FASD & the Justice System
R. v. McNeely, [2006] N.W.T.J. No. 75; 2006 NWTSC 63

FACTS: Dean Allen McNeely enters pleas of guilty to a charge of robbery and a related charge of obstructing justice. The pre-sentence report indicates that Mr. McNeely has come from a background of family and alcohol problems. A 2001 assessment of Mr. McNeely indicated that medical assessments exploring fetal alcohol effects and any long-term disorders need to be conducted. The assessment completed in 2001 determined him to be functioning at a grade 2 level when he was about 14 years old.

The judge concluded from the pre-sentence report that being Aboriginal is not necessarily what brought him before the court: "It seems to me that it is his unsettled background and his level of intelligence or functioning that brings him here today. So I do not think that the fact that he is aboriginal should play a real factor in sentencing him for these offences."

The judge considered McNeely's pre-sentence interview report "so unbelievably, to use the very basic word, stupid that it -- if anything, it lends credence to the fact that Mr. McNeely is not functioning at a very high level."

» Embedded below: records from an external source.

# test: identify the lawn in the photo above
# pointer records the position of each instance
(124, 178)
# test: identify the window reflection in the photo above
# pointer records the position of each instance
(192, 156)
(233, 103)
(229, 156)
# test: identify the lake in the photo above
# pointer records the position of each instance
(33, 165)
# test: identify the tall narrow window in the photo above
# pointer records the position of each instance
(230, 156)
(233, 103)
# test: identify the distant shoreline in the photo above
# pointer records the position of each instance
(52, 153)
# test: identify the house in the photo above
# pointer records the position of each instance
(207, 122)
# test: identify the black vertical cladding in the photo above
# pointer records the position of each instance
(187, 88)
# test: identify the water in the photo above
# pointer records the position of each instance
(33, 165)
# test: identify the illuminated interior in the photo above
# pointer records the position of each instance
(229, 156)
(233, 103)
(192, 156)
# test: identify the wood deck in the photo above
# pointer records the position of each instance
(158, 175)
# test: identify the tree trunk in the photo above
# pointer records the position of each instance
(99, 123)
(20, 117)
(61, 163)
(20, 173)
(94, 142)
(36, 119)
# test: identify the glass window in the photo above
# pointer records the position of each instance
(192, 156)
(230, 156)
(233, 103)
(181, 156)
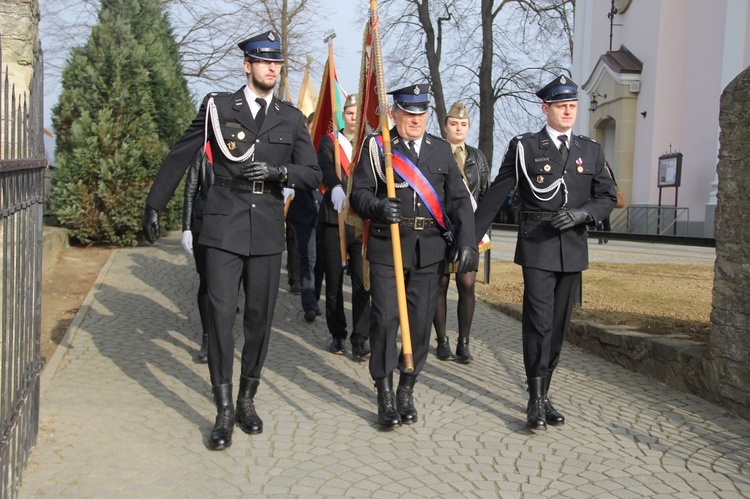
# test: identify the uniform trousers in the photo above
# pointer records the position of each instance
(547, 305)
(334, 279)
(306, 246)
(422, 285)
(260, 277)
(199, 252)
(292, 255)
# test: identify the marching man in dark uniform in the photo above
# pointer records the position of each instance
(200, 177)
(259, 145)
(563, 186)
(333, 204)
(427, 181)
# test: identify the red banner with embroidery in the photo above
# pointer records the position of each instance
(417, 181)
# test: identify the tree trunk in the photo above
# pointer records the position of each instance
(433, 46)
(486, 91)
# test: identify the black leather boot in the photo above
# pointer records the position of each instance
(388, 417)
(405, 399)
(551, 414)
(462, 351)
(221, 435)
(247, 418)
(203, 352)
(444, 349)
(535, 410)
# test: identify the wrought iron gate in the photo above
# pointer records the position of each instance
(22, 166)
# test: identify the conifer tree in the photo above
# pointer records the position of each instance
(124, 102)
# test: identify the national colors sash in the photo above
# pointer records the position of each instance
(417, 181)
(344, 160)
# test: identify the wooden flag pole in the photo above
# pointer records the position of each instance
(336, 154)
(398, 264)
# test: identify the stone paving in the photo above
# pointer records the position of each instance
(126, 412)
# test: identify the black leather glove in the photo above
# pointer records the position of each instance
(566, 219)
(468, 259)
(260, 170)
(387, 210)
(150, 224)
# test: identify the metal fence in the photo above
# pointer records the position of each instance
(22, 167)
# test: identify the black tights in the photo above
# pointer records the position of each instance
(466, 304)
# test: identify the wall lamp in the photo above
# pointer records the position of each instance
(593, 104)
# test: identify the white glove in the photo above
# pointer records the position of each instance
(187, 242)
(338, 197)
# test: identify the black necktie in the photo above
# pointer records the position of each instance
(413, 150)
(261, 114)
(563, 146)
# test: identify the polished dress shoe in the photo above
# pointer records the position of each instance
(221, 434)
(405, 399)
(535, 417)
(203, 352)
(337, 346)
(444, 349)
(361, 349)
(388, 417)
(462, 351)
(247, 419)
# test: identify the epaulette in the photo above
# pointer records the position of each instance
(587, 138)
(287, 103)
(437, 137)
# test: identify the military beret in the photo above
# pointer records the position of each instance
(265, 47)
(458, 111)
(558, 90)
(414, 99)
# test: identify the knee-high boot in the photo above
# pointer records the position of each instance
(551, 414)
(247, 419)
(535, 418)
(405, 399)
(221, 435)
(388, 417)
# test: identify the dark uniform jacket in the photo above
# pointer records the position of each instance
(200, 178)
(420, 248)
(238, 220)
(477, 172)
(326, 160)
(589, 187)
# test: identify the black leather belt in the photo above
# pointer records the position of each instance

HELD: On the charge of robbery, McNeely was sentenced to one year in jail; on the charge of obstruction of justice, he was sentenced to one year, consecutive; and on both charges, an imposition of a term of 2 years probation to follow the two-year sentence.

"General deterrence and also denunciation are obviously important factors in deciding what sentences to impose in this case. Mr. McNeely is still fairly young, and in light of his own personal difficulties, his rehabilitation still has to be a factor. But I have to say, it is difficult for me to know how best to encourage that rehabilitation given all the difficulties that are outlined in the pre-sentence report and it seems his constant conflict with people that he comes into contact with, his constant not following through on such things as education programs." The judge concluded that an extended period of supervision would best serve to balance these objectives.